La concision, qualité indispensable dans le style

Le 28/02/2024 0

Albalat a donné la première des trois qualités du style : l’originalité. Il nous en livre la deuxième : la concision... et il ne le répétera pas.

La concision est l’art de renfermer une pensée dans le moins de mots possibles. En langage contemporain, il dirait "faire court" et il combattrait le principe de "noyer le poisson dans l’eau". Il avouait même ne jamais être attiré par les phrases où il y a trop de mots.
La concision ne réside pas dans la longueur physique des phrases : courtes ou longues, chacun a sa mesure. La concision, c’est l’art de faire sortir l’idée, de la ramasser, de condenser les éléments dans une forme de plus en plus serrée. L’éloquence n’est pas dans la quantité des choses dites, mais dans leur intensité. Cent vingt ans plus tard, Albalat serait partagé : tweeter en 250 caractères ou monopoliser l’antenne ? Les pratiques ont évolué.

Selon lui, le manque de concision est le défaut général de ceux qui commencent à écrire et qui ne se surveillent pas. Les trois quarts des auteurs se contentent d’une forme qu’ils croient définitive et que le destinataire refait à la lecture.
La concision est donc une affaire de travail. Il faut nettoyer son premier jet, le vanner, le cribler, le passer au tamis, lui ôter la paille, le clarifier, le pétrir, le durcir, jusqu’à ce qu’il n’y ait plus de copeaux au bois, jusqu’à ce que la fonte soit sans bavure, et qu’on ait rejeté toutes les scories du métal. Voilà un beau langage de paysan et d’artisan des années 1900 ; l’intention reste la même chez les nouvellistes d'aujourd'hui.

Quand vous pouvez retrancher des termes à une phrase, jusqu’à ce que vous arriviez à l’état figé, solide, indestructible qu’il attribuait à Pascal, La Bruyère et Montesquieu, votre style reste à travailler. En un mot, il vous faut peser chaque mot pour exprimer la chose en intégralité. Ce que Flaubert résumait en : La prose n’est jamais finie.
On emploie trop de mots, parce qu’on est embarrassé pour exprimer son idée ; on rôde autour. Quand tous ces mots sont écrits, ils semblent inséparables de l’idée ; on ne peut plus voir la pensée qu’avec ses filaments. Il faudrait dégager ce qu’on veut dire, secouer la terre qui adhère aux racines de la plante. Certains styles souffrent de ce malheureux défaut de diffusion. Les mêmes choses seraient saisissantes, si elles étaient ramassées.
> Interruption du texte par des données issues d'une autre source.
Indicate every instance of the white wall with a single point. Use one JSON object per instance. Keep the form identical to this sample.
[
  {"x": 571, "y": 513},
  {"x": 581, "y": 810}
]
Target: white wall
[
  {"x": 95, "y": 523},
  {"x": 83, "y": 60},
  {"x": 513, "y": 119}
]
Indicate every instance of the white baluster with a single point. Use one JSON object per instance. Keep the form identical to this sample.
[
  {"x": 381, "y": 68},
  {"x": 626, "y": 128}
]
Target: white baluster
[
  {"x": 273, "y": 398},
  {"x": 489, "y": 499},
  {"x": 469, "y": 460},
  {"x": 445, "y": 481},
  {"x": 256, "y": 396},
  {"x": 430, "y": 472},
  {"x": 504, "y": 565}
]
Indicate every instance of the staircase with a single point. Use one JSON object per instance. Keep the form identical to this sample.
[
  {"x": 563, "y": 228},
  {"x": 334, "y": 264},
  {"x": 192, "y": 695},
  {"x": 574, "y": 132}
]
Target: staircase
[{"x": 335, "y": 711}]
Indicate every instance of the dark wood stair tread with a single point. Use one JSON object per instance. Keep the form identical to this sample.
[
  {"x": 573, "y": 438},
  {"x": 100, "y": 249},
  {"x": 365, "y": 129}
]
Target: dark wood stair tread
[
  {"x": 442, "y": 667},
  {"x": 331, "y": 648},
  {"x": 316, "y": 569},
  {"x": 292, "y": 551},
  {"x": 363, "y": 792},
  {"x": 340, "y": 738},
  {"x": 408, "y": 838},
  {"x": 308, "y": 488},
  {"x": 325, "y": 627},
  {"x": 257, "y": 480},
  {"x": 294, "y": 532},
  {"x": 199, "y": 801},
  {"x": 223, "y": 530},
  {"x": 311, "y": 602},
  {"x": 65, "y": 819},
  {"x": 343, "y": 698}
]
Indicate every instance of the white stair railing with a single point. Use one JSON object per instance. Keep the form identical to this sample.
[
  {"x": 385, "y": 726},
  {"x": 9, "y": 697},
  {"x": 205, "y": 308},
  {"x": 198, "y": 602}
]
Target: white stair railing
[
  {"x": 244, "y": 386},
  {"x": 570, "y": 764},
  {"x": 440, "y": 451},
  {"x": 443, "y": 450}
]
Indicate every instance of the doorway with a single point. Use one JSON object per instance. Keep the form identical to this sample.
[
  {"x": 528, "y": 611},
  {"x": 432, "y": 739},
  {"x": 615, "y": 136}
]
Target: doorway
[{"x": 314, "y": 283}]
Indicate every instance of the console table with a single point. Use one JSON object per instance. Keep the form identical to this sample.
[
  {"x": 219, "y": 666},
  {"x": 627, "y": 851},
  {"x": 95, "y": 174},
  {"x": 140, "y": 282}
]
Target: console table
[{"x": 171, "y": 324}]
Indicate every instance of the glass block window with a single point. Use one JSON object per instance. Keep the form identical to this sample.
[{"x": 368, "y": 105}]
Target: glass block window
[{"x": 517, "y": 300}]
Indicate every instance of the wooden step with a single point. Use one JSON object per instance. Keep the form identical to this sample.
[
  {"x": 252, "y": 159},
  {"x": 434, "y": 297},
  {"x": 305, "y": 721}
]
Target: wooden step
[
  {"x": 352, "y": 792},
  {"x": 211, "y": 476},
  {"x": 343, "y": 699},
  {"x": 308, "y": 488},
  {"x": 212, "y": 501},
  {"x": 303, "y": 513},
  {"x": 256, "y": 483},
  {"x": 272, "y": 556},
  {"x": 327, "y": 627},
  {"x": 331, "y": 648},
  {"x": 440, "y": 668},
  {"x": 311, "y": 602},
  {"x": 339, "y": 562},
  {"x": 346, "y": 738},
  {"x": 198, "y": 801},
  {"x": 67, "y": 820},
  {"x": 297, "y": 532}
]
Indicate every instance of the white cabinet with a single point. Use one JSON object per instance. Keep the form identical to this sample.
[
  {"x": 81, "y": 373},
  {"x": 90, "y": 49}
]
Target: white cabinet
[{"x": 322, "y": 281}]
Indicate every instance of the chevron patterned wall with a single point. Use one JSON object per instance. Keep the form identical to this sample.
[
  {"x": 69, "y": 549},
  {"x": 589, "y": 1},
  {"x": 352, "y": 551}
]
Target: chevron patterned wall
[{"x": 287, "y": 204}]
Pour vérifier les propos d’Albalat, nous avons soumis la phrase écrite par Pierre Loti avec 35 mots : Aujourd’hui, jour quelconque, en pleine splendeur d’été, voici tout à coup une agitation inattendue des cloches de là-bas : l’église de Fontarable, l’église d’Irun, les couvents des moines sonnent, sonnent, comme pour les grandes fêtes carillonnées. Elle se concentre en Aujourd’hui, jour ordinaire d’été, les églises et les couvents d’Espagne se mettent à carillonner comme pour les grandes fêtes. Les 19 mots contiennent les mêmes informations, mais la stupeur de l’auteur semble atténuée.
La longueur de la phrase est donc un élément à prendre en compte, surtout dans les nouvelles, concentrées par nature ; toutefois le nombre de mots n’est pas le seul critère de choix, la volonté d’insister ou la répétition inconsidérée de l'information pousseront vers le maintien intégral ou sa quasi-élimination.
Refuser l’idée de la concision est dangereux, s’y soumettre sans réflexion serait mortifère.